- Written by Robert Cuff
- head of statistics
The UK's coronavirus inquiry focuses on Scotland, but what do the statistics tell us about the number of deaths in each country?
Our best analysis of coronavirus deaths across the pandemic suggests that Scotland and England have been very similar.
The two countries looked completely different in the first year, but the gap narrowed in the second year.
Of course, government decisions affect differences between countries.
But so do the age and health of the population, its connections to other parts of the world, and many other factors.
As shown in the right-hand panel of the graph below, between the start of 2020 and June 2022, death rates rose by 3.2% in England compared to the years leading up to the pandemic.
These numbers are analysis Europe-wide data from the Office for National Statistics (ONS).
It compared mortality rates during the pandemic to those of the previous five years.
During the first 18 months of the pandemic, things looked very different in Scotland (shown on the left in the chat above).
However, over the entire period examined by the ONS, the economy was only slightly better off than the UK, with mortality rates 3% higher than expected.
A death rate of around 3% above average levels may sound like a small number, but it represents more than 150,000 deaths across the UK.
Wales (2.1%) and Northern Ireland (1.7%) were less badly hit.
Such disparities within the UK are miniscule compared to the differences between the UK and other countries.
It can be argued that the policies and outcomes of the various British administrations were in fact relatively similar.

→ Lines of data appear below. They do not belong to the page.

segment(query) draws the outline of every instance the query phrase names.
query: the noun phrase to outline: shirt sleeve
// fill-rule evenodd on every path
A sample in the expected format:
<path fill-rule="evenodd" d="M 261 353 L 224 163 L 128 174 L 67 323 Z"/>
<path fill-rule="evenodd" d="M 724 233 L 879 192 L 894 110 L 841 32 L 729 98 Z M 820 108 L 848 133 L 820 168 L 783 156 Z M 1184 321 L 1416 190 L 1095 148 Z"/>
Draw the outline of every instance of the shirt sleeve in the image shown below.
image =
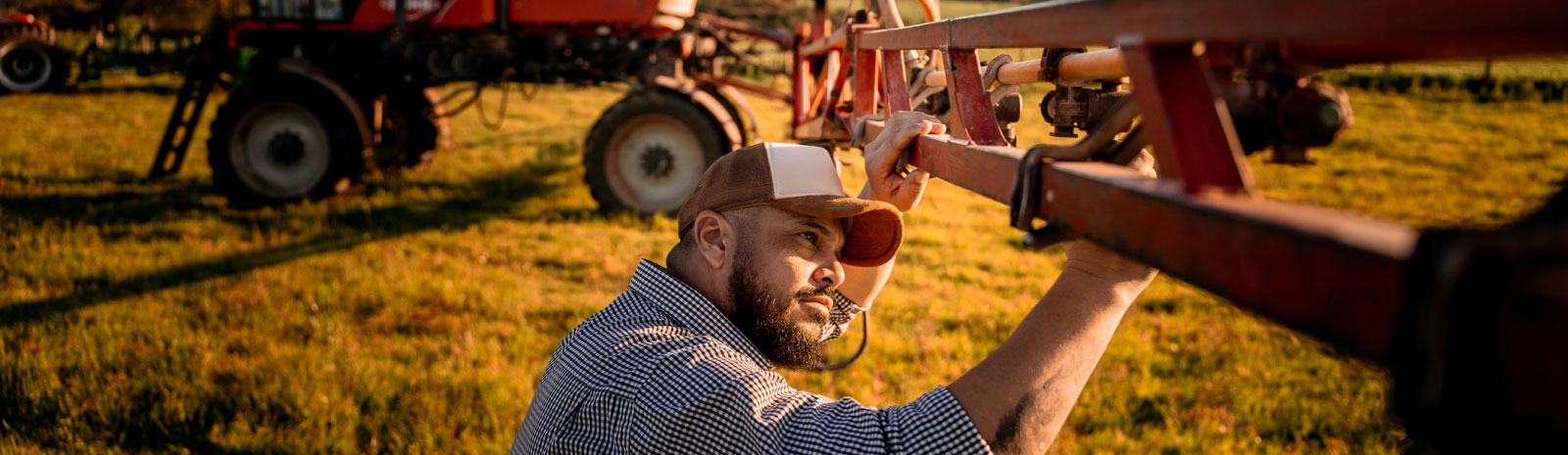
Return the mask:
<path fill-rule="evenodd" d="M 622 416 L 632 453 L 989 453 L 946 389 L 872 408 L 790 388 L 784 377 L 713 352 L 676 353 L 648 371 Z"/>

Australia and New Zealand took very different approaches, making early decisions to “pull up the drawbridge”.
They confirmed that mortality rates remained below expected levels during the pandemic, as did Sweden, which initially took a more open approach.
So, are there policies or other factors?
In the first year of the pandemic, Sweden's mortality rate was much worse than its Nordic neighbors.

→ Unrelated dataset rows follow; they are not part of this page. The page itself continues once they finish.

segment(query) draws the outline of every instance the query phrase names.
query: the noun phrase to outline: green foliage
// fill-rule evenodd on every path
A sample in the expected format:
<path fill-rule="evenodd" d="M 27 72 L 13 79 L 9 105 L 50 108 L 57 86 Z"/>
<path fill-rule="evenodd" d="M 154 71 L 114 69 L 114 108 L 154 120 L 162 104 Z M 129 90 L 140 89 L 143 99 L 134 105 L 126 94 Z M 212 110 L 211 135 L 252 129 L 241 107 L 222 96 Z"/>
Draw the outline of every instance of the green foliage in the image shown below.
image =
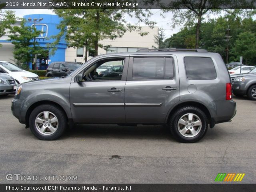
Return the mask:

But throughout the pandemic, it was very similar to countries like Norway, Finland, and Denmark. Both had lower death rates than the UK.
Geography is therefore part of the answer, along with the health and age of a country's population and government decisions.
At the start of 2020, would any country in the UK be as isolated as New Zealand?
Or did the Swedish response play out similarly in Britain, where the climate, population density, culture and health care are vastly different?
Naturally, the research will focus on differences in decision-making between the UK nations.
But at least in terms of coronavirus deaths, these differences may not be as significant as the lessons the UK as a whole has learned from the survey.